The worst is over in terms of euro weakness, says Thomas Harr, senior FX strategist at Standard Chartered. He discusses his views with CNBC's Anna Edwards and Chloe Cho:
Asia
The MSCI Asia Pacific Index fell 0.2% Wednesday.
The Nikkei 225 dropped 0.04%; the Shanghai Composite dipped 0.66%; Australia’s S&P/ASX 200 Index was flat and India's Sensex Index climbed 0.27%.
Japan’s machinery orders fell 3.7% in January after the biggest rise in December, since 2000, signalling a reluctance to increase capital spending.
China's exports jumped by 46% in February compared with a year ago, confirming the robust recovery in the Asia region. China's imports also rose strongly, climbing by 45% last month.
The BDI closed at 3,005 on Thursday, Dec 31st - - a rise of 289% in 2009.
The Baltic Dry Index, rose 3.9% last Friday according to the Baltic Exchange. The index jumped 18% last week - - the biggest advance since the five days to Nov. 13, 2009.
On Monday, the BDI rose 17 points or 0.52% to 3,259; on Tuesday, the index dipped 49 points or 1.5% to 3,210.
The index rose 27 points or 1.0% on Friday to 2,738. In the Financial Times on Wednesday, Feb 17th, Javier Blaswrote that the weakness in the Baltic Dry Index, long seen as an indicator of global economic activity, does not reflect a downturn in global trade. Instead, the measure of freight costs is showing a strong supply of new vessels that helps explain the 40% drop in three months. “New supply is astonishingly high and it is overwhelming the otherwise robust demand for bulk commodities from China,” he wrote. “On the other hand, bullish investors should be cautious of any near-term turnround. Rather than a sign of stronger economic activity and commodities demand, it is likely to reflect cancelled orders, scrappage and port congestion.”
Goodbody analyst, Gerry Hennigan, comments: Tullow Oil ; FY09 Results – No surprises - - "As expected, much of the interest in the Tullow FY09 results statement this morning rests on incremental newsflow, rather than the results. In that regard, however, there was little in the way of additional news. Expectations of Ugandan government approval of the pre-emption process, and the subsequent farm-out of Tullow’s interest, are anticipated in the coming weeks with both Total and CNOOC in the frame. The suggestion also is that in each partner will have an equal share, with the Ugandans thus succeeding in their objective.
Further confirmation is given of first oil from Jubilee by Q4. The total resource base at the end of 2009 was 831.0 mmboe marginally up on the 825.4 mmboe recorded at the end of 2008. As reported over the past week, discussions are taking place with regard to the Kudu gas field offshore Namibia, which may result in Tullow reducing its stake from 70% to c.30%. On the exploration front, no new results are provided with the Likonde-1 well in Tanzania and the Shekhan-1 well in Pakistan still drilling. Variations between the actual results and our forecasts, which were broadly in line with consensus, largely reflect a lower tax charge. Reported PBT of £20.3m compared to our estimate of £16.9m.

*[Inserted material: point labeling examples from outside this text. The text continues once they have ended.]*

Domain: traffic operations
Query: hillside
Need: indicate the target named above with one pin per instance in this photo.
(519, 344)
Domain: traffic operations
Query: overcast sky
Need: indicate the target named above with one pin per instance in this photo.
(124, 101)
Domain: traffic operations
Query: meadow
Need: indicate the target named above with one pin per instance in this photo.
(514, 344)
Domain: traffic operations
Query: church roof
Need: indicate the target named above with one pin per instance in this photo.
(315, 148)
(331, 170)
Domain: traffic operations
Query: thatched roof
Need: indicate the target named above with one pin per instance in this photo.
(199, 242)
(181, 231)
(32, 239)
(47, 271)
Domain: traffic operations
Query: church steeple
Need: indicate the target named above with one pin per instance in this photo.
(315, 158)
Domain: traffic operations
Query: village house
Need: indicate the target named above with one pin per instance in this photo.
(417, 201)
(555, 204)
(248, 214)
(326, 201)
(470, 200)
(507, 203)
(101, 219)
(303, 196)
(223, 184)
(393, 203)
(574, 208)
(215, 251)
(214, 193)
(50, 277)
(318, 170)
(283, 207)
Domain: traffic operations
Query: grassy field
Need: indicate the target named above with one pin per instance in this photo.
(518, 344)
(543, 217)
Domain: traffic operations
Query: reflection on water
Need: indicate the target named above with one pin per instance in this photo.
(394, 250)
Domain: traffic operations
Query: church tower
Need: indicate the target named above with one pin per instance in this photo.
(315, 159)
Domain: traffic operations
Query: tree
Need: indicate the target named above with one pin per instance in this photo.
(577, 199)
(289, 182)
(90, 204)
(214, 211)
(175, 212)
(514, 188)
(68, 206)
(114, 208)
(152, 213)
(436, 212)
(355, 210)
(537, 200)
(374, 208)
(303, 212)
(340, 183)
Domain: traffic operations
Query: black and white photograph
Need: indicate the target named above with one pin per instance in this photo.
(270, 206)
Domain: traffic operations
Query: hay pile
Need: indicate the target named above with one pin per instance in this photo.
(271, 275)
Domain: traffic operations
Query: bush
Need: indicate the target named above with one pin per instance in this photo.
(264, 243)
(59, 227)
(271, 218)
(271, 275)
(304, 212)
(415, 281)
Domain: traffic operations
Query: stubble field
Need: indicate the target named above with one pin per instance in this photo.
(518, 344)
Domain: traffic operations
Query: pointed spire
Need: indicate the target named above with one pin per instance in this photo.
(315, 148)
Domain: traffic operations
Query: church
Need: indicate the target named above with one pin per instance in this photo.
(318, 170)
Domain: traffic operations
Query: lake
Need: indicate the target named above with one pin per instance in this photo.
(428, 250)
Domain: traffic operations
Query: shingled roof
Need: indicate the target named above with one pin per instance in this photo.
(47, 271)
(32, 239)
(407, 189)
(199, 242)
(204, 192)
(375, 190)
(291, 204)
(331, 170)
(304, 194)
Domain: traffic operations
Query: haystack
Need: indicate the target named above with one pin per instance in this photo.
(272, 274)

The lower tax charge, however, contrived to produce adjusted EPS of 6.8p against a forecast of 5.5p. On the balance sheet, net debt of £718.3m was, as guided in the January 27th trading statement (debt/equity of 47%, albeit pre the rights issue in January), while a final dividend of 4.0p was declared, which is directly in line with that declared in H2 and for the full year last year.With results broadly in line with our projections and guidance already provided in terms of full year production (55 - 57 kbopd) and capex (£990m), adjustments to our 2010 forecasts are likely to be limited. That said, with discussion in the post results conference call (9.00am GMT) likely to concentrate on: (i) the commencement of production in Ghana; (ii) the farm-out process in Uganda; and (iii) the inventory of drilling prospects targeted over the rest of the year, the market will be sifting through management commentary and the prospective inventory for potential catalysts for the share price."